Within galaxies, the stars have their own life cycles, Clouds of Hydrogen in the galaxies collapse and spin up until fusion is ignited to form the sun. Debry is the spinning disk accrete driven by gravity, until they are pulled spherical and form planets. The star fusion reaction uses up its fusion fuel and creates heavier elements. Eventually it collapses leading to black holes, neutron stars and supernovae depending on size.
The earth forms with "tectonic plates" of crust floating on a molten core. On earth, a massive collision with a meteor creates the moon. Around 200M years ago, land masses were merged to form "Pangea".
Periods of stable oceans leads to erosion of the land mass and the deposition of a layer of sandstone. As the plates move, uplift changes the oceans and different layers are formed. These layers can be clearly seen in the Grand Canyon, Zion and the parks of the Grand Staircase covering the time from 500M to 50M years ago.
The corpses of life in the oceans also created layers of carbon containing material that converted to layers of limestone. Under particular circumstances oil was formed from 400M to 300M years ago.
The most famous meteor impact was 66M years ago that ended the dinosaurs and formed the K-T boundary.
The layers are often modified by pressure from subsequent layers, mountain building and volcanic activity occur primarily at the junctions between plates.
Throughput most of time, earth has had more carbon dioxide than today and hence significantly hotter than today. The peak occurred around 100M years ago at 10C hotter, no ice caps, and sea levels 70 meters higher than today.

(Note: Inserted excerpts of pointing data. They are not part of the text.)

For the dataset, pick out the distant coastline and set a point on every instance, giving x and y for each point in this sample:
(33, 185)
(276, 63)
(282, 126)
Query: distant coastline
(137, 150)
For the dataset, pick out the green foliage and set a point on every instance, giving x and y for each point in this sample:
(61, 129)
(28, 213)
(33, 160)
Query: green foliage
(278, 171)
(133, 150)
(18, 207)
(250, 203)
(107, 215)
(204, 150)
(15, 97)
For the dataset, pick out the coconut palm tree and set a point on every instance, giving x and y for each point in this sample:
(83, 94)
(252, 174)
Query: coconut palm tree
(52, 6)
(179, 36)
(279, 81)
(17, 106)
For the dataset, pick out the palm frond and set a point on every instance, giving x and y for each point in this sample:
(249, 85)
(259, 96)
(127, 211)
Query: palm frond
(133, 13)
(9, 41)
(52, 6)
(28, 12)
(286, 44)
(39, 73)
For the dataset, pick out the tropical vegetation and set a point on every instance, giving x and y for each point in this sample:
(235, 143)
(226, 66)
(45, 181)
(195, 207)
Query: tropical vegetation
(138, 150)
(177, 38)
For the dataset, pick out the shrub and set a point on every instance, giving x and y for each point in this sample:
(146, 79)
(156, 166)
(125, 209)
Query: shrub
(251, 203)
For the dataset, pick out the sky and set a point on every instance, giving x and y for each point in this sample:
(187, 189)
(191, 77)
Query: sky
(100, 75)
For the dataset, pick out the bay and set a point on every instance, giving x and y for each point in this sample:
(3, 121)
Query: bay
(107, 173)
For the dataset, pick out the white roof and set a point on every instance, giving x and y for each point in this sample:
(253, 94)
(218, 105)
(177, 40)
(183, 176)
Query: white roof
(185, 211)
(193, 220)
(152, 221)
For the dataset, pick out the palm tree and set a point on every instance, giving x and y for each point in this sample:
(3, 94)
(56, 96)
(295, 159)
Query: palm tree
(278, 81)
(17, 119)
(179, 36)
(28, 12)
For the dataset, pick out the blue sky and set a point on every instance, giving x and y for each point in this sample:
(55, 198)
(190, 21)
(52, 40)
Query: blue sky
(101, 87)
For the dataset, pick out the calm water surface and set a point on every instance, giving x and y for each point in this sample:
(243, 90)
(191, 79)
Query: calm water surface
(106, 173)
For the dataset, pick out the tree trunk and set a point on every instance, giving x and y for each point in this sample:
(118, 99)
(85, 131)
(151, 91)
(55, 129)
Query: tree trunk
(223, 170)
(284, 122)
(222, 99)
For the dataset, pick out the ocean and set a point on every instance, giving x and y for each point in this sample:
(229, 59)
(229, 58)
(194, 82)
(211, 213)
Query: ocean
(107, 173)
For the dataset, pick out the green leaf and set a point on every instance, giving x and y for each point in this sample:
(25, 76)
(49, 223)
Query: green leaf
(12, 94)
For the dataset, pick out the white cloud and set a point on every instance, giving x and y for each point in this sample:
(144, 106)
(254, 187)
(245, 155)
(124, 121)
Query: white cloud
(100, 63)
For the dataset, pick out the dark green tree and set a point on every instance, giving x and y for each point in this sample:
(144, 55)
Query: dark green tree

As the continents moved to todays locations, ice caps have formed and the earth has cooled.
The distance of the earth to the sun changes roughly every 100K year (Milkantivitch) cycles, and these have led to 4 ice ages over the last 400K years.
In the last 100 years, human use of half the available fossil fuels has started to change the climate, and has forced a fundamental change in the way we live on the planet.